In this chapter we first study how variability propagates through tandem networks of \(G/G/c\) queues in Section 7.1. We then explore deterministic queueing networks in Section 7.2, which, despite their simplicity, already pose interesting challenges. Next, we analyze open networks of \(M/M/c\) stations in Section 7.3. The analysis of such networks involves an equation of the type \(\lambda = \gamma + \lambda P\), where \(\lambda\) and \(\gamma\) are row vectors and \(P\) is a (stochastic) matrix. In Section 7.4, we concentrate on the solution of this equation.
We point out that the techniques developed in this chapter extend (way) beyond just queueing theory; they are worth memorizing. Thus, while this chapter closes our journey through the study of queueing systems, it is a first step toward a much longer journey into the diverse applications of probability theory. For further reading, we recommend the following books.
- You can find very nice discussions of networks of \(M/M/\infty\), chemical reactions, population dynamics, and Petri nets in J. C. Baez and J. Biamonte, Quantum Techniques for Stochastic Mechanics, 2019, which is freely available on arXiv.

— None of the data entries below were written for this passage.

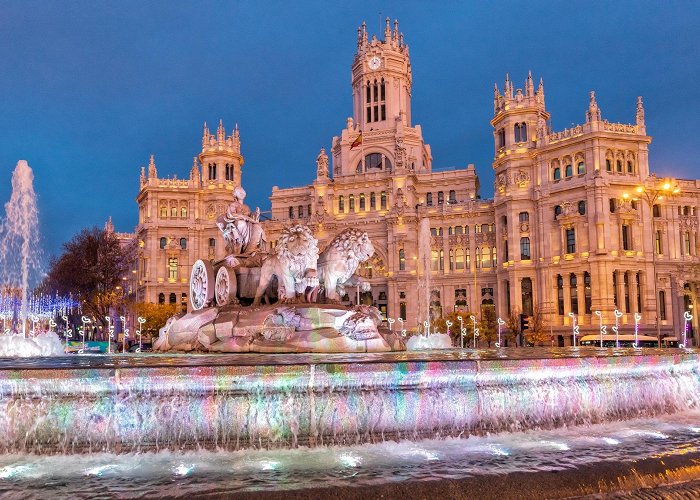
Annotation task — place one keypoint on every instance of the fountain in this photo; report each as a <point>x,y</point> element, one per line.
<point>19,260</point>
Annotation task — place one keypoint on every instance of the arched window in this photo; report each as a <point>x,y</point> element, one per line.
<point>485,257</point>
<point>570,240</point>
<point>172,268</point>
<point>501,138</point>
<point>526,296</point>
<point>560,295</point>
<point>587,292</point>
<point>525,248</point>
<point>459,259</point>
<point>662,305</point>
<point>573,285</point>
<point>626,237</point>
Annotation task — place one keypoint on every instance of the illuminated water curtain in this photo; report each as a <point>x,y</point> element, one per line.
<point>41,311</point>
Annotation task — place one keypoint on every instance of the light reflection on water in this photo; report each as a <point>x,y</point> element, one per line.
<point>254,359</point>
<point>253,470</point>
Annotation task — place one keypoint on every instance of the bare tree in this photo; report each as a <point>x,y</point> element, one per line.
<point>91,268</point>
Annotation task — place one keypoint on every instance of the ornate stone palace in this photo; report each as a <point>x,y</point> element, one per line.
<point>577,224</point>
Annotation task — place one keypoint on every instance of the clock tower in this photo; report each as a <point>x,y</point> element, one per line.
<point>381,80</point>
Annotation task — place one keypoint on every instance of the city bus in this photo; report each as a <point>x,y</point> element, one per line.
<point>625,340</point>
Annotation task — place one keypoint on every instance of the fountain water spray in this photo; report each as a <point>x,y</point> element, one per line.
<point>141,321</point>
<point>616,328</point>
<point>19,237</point>
<point>500,324</point>
<point>476,330</point>
<point>424,269</point>
<point>574,327</point>
<point>602,326</point>
<point>687,318</point>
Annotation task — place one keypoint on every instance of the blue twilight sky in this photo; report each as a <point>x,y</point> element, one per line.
<point>89,89</point>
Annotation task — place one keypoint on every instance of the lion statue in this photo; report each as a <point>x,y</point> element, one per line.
<point>293,263</point>
<point>339,261</point>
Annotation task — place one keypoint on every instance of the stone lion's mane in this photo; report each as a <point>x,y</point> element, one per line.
<point>350,239</point>
<point>297,264</point>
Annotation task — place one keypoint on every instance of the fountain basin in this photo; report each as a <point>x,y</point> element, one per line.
<point>130,403</point>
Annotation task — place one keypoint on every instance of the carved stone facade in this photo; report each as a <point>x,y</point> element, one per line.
<point>566,231</point>
<point>177,218</point>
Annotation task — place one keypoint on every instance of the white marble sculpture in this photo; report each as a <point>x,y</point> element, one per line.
<point>339,261</point>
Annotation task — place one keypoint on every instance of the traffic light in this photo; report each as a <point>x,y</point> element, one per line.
<point>524,322</point>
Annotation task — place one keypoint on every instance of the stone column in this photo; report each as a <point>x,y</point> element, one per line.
<point>620,289</point>
<point>581,289</point>
<point>633,292</point>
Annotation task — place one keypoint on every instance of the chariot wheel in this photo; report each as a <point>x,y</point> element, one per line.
<point>226,286</point>
<point>201,284</point>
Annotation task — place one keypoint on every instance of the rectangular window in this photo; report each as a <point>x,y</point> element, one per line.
<point>434,257</point>
<point>570,240</point>
<point>626,239</point>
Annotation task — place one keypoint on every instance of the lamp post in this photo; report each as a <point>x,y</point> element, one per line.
<point>652,191</point>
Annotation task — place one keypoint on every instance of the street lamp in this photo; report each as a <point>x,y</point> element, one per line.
<point>652,191</point>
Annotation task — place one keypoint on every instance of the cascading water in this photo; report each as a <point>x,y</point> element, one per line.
<point>19,241</point>
<point>85,405</point>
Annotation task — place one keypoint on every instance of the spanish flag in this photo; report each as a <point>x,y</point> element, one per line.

- Simple queueing networks (networks that satisfy the so-called local balance) can be modeled as electrical networks. For this, see P. Doyle and J. Laurie Snell, Random Walks and Electrical Networks, 1984, which you can download for free from the homepage of Doyle.
- In more general terms, queueing systems or networks are examples of Markov processes. A particularly nice book on these topics is J. R. Norris, Markov Chains, 1997. The material of this chapter can be couched in the theory of martingales and optimal stopping, which find many applications in areas such as inventory theory, decision theory, and quantitative finance.